Currently, the user interface for an affected subscriber looks like this:

Let's Encrypt unpause interface

This link would be provided via an ACME error message in response to any request that was blocked due to a pause account-hostname pair.

As it’s turned out, the unpause option shown above has only been used by about 3% of affected accounts! This goes to show that most of the zombies we’ve paused were, in fact, well and truly forgotten about.

However, the unpause feature is there for whenever it’s needed, and there may be cases when it will become more important. A very large integration could trigger the zombie-related rate limits if a newly-introduced software bug causes what looks like a very high volume of zombie requests in a very short time. In that case, once that bug has been noticed and fixed, an integrator may need to unpause its issuance on behalf of lots of customers at once. Our unpause feature permits unpausing 50,000 domain names on a single account at a time, so even the largest integrators can get themselves unpaused expeditiously in this situation.

Conclusion

We’ve been very happy with the results of our zombie mitigation measures, and, as far as we can tell, there’s been almost no impact for subscribers! Our statistics indicate that we’ve managed to reduce the load on our infrastructure while causing no detectable harm or inconvenience to subscribers’ valid issuance requests.

Since implementing the manual pauses in September and the automated pauses in December, we’ve seen:

The new rate limit and the self-service unpause system are also ready to deal with circumstances that might produce more zombie clients in the future. For instance, we’ve announced that we’re going to be discontinuing renewal reminder emails soon. If some subscribers overlook failed renewals in the future, we might see more paused clients that result from unintentional renewal failures. We think taking advantage of the existing self-service unpause feature will be straightforward in that case. But it’s much better to notice problems and get them fixed up front, so please remember to set up your own monitoring to avoid unnoticed renewal failures in the future.
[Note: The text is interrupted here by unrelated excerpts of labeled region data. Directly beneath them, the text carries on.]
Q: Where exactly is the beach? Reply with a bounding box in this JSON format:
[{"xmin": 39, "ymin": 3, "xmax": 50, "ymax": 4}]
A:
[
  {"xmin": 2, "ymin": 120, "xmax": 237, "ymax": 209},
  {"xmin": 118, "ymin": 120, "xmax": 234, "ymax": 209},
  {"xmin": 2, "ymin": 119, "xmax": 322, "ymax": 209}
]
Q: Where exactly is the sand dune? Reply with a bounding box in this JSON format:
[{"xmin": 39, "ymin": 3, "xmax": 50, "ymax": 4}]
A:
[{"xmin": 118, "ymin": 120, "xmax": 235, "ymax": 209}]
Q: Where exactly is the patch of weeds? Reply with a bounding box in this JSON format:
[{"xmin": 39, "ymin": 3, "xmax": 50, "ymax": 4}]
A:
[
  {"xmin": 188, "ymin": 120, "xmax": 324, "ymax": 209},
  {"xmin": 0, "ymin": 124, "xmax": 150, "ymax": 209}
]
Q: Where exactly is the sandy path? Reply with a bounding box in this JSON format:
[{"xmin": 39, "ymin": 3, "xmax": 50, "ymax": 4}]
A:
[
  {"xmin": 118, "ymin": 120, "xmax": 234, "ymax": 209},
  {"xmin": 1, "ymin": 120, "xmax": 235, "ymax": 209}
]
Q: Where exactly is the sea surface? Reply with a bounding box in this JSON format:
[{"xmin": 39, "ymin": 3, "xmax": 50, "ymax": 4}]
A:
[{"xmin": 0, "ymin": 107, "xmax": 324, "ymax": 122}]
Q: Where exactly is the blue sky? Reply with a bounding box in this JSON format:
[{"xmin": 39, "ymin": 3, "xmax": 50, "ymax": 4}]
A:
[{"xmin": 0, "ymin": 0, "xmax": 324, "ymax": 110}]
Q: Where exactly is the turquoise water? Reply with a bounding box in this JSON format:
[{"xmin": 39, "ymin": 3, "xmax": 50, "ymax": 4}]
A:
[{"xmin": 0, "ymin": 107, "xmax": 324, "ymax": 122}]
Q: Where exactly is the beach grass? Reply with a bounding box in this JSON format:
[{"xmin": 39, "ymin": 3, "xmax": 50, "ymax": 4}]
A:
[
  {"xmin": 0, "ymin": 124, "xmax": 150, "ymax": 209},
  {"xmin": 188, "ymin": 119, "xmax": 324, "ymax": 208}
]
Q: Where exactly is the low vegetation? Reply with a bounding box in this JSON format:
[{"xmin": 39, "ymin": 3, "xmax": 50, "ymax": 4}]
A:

If you’re a subscriber who’s had occasion to use the self-service unpause feature, we’d love your feedback on the Community Forum about your experience using the feature and the circumstances that surrounded your account’s getting paused.

Also, if you’re a Let’s Encrypt client developer, please remember to make renewal requests at a random time (not precisely at midnight) so that the load on our infrastructure is smoothed out. You can also reduce the impact of zombie renewals by repeating failed requests somewhat less frequently over time (a “back-off” strategy), especially if the failure reason makes it look like a domain name may no longer be in use at all.